CDS-PP e sindicatos de professores encontram "convergências" no que querem para a avaliação

30.10.2009 - 08:51 Por Sofia Rodrigues
A palavra convergência foi a mais ouvida ontem pelos responsáveis do CDS-PP e dos sindicatos dos professores, após conversações entre ambos sobre a substituição do actual modelo de avaliação e a alteração do Estatuto da Carreira Docente. Do lado do PS, que recebeu a Federação Nacional dos Sindicatos da Educação (FNE), ficou um aviso contra a "maioria [parlamentar] destrutiva".

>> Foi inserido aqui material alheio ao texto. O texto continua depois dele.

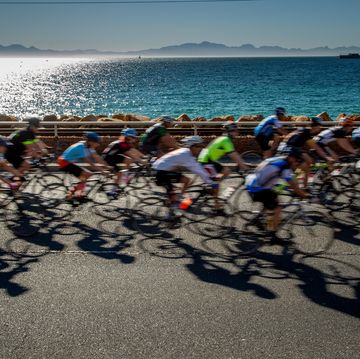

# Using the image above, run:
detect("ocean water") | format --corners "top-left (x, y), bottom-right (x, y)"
top-left (0, 57), bottom-right (360, 118)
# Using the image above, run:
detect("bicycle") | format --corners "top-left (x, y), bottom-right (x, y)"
top-left (132, 186), bottom-right (234, 237)
top-left (239, 198), bottom-right (335, 255)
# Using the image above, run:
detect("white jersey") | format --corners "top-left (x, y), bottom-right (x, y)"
top-left (152, 148), bottom-right (214, 184)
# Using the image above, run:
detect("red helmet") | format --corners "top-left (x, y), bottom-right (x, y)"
top-left (339, 118), bottom-right (354, 126)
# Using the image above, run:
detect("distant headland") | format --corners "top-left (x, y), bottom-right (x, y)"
top-left (0, 41), bottom-right (360, 57)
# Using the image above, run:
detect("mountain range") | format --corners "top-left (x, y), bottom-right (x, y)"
top-left (0, 41), bottom-right (360, 57)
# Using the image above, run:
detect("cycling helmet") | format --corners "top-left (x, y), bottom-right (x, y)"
top-left (121, 128), bottom-right (137, 137)
top-left (85, 132), bottom-right (101, 142)
top-left (159, 116), bottom-right (176, 123)
top-left (181, 136), bottom-right (204, 147)
top-left (339, 118), bottom-right (354, 127)
top-left (282, 147), bottom-right (303, 161)
top-left (25, 117), bottom-right (41, 128)
top-left (310, 117), bottom-right (323, 126)
top-left (223, 122), bottom-right (238, 131)
top-left (275, 107), bottom-right (286, 116)
top-left (0, 136), bottom-right (10, 147)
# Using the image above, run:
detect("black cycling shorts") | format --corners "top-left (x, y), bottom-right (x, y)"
top-left (156, 171), bottom-right (182, 193)
top-left (61, 163), bottom-right (85, 178)
top-left (255, 133), bottom-right (274, 151)
top-left (250, 189), bottom-right (279, 210)
top-left (5, 152), bottom-right (25, 169)
top-left (103, 154), bottom-right (125, 169)
top-left (140, 143), bottom-right (160, 156)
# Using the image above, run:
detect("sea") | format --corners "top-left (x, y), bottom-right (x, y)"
top-left (0, 57), bottom-right (360, 119)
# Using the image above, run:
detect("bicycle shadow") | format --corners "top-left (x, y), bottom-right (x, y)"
top-left (73, 220), bottom-right (136, 264)
top-left (0, 248), bottom-right (41, 297)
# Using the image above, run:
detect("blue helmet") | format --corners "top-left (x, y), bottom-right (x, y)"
top-left (121, 128), bottom-right (137, 137)
top-left (282, 146), bottom-right (303, 161)
top-left (310, 117), bottom-right (323, 126)
top-left (275, 107), bottom-right (286, 116)
top-left (85, 132), bottom-right (101, 142)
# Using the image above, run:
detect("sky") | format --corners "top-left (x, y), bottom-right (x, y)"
top-left (0, 0), bottom-right (360, 51)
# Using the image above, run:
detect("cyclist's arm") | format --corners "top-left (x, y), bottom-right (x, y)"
top-left (228, 152), bottom-right (249, 170)
top-left (0, 161), bottom-right (21, 177)
top-left (306, 139), bottom-right (335, 162)
top-left (336, 138), bottom-right (358, 155)
top-left (184, 158), bottom-right (215, 185)
top-left (90, 153), bottom-right (110, 171)
top-left (277, 127), bottom-right (288, 136)
top-left (125, 148), bottom-right (144, 162)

À saída da reunião com dirigentes do CDS-PP, o secretário-geral da Fenprof, Mário Nogueira, mostrou-se satisfeito com as propostas dos centristas para resolver o impasse na Educação: "No plano dos princípios, há uma convergência grande", afirmou, nomeando um conjunto de aspectos em que há acordo. É o caso do fim da divisão da carreira entre professor e professor titular, da rejeição de "ajustamentos" ao sistema em vigor e da substituição do actual modelo por outro. Nesse novo modelo, Mário Nogueira defendeu a existência de um corpo de professores mais dedicados à avaliação e a existência de avaliação apenas quando os docentes estão prestes a mudar de escalão. Pontos que estão no guião do CDS-PP para elaborar os projectos de lei sobre o assunto, que deverão ser apresentados à Assembleia da República (AR) na próxima quarta-feira.
"Bastantes convergências" foi também a resposta do líder do CDS-PP, Paulo Portas, quando questionado sobre as "pontes" entre as propostas do partido e as da Fenprof. "Lembro que a Fenprof está entre os sindicatos que subscreveram a avaliação que vigora no ensino particular e cooperativo, onde o partido se inspira. É natural que possa haver convergências", disse Portas.
O modelo de avaliação de desempenho defendido pelo CDS-PP baseia-se na auto-avaliação do professor, que é entregue no final do ano lectivo para não prejudicar o curso das aulas; a nota tem de ser dada até ao início do ano escolar seguinte. A única autoridade para avaliar será o conselho pedagógico, já que" o actual modelo pôs os professores a espiar-se uns aos outros", criticou Portas. Entre os princípios defendidos pelo CDS-PP está também a criação de um sistema de arbitragem a que o docente possa recorrer no caso de não concordar com a nota.
Assis deixa recado
Nesta ronda pelos partidos, a FNE foi também ontem recebida pelo PS. O líder ainda não eleito do grupo parlamentar, Francisco Assis, referiu que no actual desenho da AR "facilmente se pode formar uma maioria destrutiva", levando "pura e simplesmente à revogação do que está em vigor". Defendeu, no entanto, que "o mais importante é formar-se uma maioria construtiva que aponte para soluções no sector da Educação" e deixou uma advertência: "Não estamos perante um Governo de assembleia".
O presidente da FNE advertiu para a necessidade de o Governo "dar sinais urgentes" de pretender iniciar negociações, sob pena de ficar refém da oposição. Certo é que por estes dias nem Governo nem Parlamento podem intervir para suspender o modelo. Por essa razão, Mário Nogueira pediu que o Ministério da Educação dê indicações às escolas para prolongar o prazo de afixação do calendário para o próximo ciclo de avaliação dos professores, que termina hoje.